I recently came across a post on X, which shared this image of stack overflows traffic since ChatGPT was released.

This spiked my interest because one of the main concerns I’ve had about the release of ChatGPT and the proliferation of public LLMs is what will happen when we become so dependant on them, that we stop sharing knowledge in the traditional way.
We all harbour a bit of imposter syndrome, and it takes courage to ask a question which might seem obvious on a forum full of experts. The invention of LLMs like Chat GPT gives us access to content from these forums in a much friendlier and more convenient way. ChatGPT is very polite and would never tell you in a rude manner that the question you are asking has already been answered and that you should do a better job of searching the forum in future. I am not having a go at StackOverflow here, it’s just an example of the type of behaviour one can find on pretty much every knowledge sharing forum.
The question for me is, if people stops going to these forums to ask questions, and they slowly fall into disrepair, then where will the LLMs get their training data? As the forums slowly become less and less used, the knowledge base will slowly degrade over time, which will in theory also degrade the LLMs. Once these platforms have lost their network effect, then it will be very difficult to build this up again. Could we be inadvertently heading to a digital dark ages, where we forget to how innovate?
StackOverflow posted recently about the above data, to debunk the claim that their traffic had dropped by 50%, indicating that this was more like 5%. (You can read their post here. ) In their post they address the use of LLMs and they suggest :
- Developers will use LLMs for more simple problems and come to SO for more complex problems as they become more knowledgeable.

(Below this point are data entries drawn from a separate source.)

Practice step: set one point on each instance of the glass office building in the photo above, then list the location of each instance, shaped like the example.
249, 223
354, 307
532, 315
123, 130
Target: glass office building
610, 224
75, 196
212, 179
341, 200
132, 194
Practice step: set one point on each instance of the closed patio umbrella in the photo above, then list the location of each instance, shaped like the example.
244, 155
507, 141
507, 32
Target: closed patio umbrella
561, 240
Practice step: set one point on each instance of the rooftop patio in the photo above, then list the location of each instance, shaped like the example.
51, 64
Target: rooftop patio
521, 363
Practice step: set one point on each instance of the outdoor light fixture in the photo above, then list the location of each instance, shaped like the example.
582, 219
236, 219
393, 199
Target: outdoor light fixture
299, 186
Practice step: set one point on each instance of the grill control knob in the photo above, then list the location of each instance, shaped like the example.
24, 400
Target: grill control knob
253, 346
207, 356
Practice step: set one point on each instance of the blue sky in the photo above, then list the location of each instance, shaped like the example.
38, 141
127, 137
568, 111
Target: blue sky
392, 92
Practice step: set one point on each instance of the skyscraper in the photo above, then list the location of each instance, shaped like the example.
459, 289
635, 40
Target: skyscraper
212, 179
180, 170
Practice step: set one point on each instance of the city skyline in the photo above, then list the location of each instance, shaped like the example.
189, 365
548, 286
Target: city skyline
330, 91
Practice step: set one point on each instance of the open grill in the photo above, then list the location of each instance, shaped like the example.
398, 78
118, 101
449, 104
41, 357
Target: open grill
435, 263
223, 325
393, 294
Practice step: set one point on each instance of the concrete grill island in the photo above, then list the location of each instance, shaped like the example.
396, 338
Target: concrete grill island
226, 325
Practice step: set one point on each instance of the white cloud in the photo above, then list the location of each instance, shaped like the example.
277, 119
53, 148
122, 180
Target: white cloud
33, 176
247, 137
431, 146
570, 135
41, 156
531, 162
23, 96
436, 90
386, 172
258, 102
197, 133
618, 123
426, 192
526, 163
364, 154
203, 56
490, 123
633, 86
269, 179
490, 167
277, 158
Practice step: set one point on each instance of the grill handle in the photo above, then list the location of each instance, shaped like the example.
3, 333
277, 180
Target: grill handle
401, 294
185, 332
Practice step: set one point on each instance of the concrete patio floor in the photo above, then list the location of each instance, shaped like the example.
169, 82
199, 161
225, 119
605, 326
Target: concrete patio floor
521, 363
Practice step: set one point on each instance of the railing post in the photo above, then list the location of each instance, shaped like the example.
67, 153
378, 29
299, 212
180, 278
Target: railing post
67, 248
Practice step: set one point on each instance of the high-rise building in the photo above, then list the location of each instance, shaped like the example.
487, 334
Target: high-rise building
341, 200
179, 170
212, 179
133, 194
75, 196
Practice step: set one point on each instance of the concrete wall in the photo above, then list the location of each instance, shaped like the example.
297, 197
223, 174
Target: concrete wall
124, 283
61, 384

- LLMs will democratise coding which will bring more developers to the domain and therefore increase the use of forums like SO.
- LLMs still have a habit of hallucinating which means developers will need to come to SO for trusted solutions.

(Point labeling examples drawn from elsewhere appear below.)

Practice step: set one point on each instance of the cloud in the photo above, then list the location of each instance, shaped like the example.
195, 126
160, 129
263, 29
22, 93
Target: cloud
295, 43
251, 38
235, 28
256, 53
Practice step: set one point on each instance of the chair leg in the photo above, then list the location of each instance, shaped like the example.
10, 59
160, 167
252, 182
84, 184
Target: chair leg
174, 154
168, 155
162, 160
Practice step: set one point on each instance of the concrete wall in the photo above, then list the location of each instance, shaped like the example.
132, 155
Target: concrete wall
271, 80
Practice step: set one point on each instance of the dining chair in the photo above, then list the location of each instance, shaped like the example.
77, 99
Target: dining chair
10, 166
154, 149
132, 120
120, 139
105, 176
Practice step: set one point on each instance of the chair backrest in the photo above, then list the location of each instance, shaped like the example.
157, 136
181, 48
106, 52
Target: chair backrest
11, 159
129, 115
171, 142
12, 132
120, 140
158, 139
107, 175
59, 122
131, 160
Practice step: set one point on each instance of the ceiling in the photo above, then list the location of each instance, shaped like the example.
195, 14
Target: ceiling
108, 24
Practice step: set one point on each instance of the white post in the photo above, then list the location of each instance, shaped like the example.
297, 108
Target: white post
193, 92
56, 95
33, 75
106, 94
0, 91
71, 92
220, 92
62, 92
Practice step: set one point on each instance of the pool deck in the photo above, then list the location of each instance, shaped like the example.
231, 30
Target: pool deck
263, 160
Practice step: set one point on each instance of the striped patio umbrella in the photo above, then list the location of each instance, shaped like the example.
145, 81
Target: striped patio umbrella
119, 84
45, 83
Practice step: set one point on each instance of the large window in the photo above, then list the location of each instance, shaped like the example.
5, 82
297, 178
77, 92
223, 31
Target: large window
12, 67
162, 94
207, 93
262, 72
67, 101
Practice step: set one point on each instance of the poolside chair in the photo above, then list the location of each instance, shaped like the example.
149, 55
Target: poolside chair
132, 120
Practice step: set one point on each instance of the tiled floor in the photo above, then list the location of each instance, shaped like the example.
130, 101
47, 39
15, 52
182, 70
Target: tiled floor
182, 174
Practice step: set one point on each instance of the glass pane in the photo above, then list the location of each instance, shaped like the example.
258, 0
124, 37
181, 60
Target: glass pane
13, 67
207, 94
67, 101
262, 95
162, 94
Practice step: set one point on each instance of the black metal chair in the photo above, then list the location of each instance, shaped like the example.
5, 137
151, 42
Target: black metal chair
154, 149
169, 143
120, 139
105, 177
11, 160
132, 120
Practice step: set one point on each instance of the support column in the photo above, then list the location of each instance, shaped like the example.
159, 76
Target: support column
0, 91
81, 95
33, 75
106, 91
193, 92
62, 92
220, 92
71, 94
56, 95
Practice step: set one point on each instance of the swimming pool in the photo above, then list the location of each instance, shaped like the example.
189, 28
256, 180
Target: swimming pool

I tend to think the above is a combination of wishful thinking and maybe a bit of public relations to appease their investors.
This problem also applies to organisations who may find that their internal bodies of knowledge begin to atrophy as their teams adopt LLMs. I believe every organisation should have an internal LLM capability and should also have an initiative which is tasked with harmonising their internal knowledge bases with LLM functionality in a way that manages how curated knowledge transitions into the LLM knowledge base. This should help avoid the hallucination problem and also utilise the experts in your organisation to stay close to the knowledge base and keep extending it.
LLMs have the potential finally solve the knowledge management problem we have been struggling with for so long, by making it really easy to interact with knowledge bases in a way that we haven’t been able to in the past. We just need to be careful that we don’t abstract ourselves away and become so dependant on the LLMs that we slowly end up in a civilisation that is no longer creating and curating knowledge for itself.
I believe StackOverflow behind the scenes will be treating this as an existential threat. They seem to be in the game already with their own LLM product OverflowAI. Hopefully they can build this in a way, that synthesises the benefits of both the forum and the LLM an manage to harmonise the platforms into a superior use case that will keep developers returning to the platform, and especially expert developers by providing an incentivise to keep them adding content through solutions to the more complex problems so that we keep expending our body of knowledge. They really are in the best position to do this, and I can imagine how they could achieve this through their UX.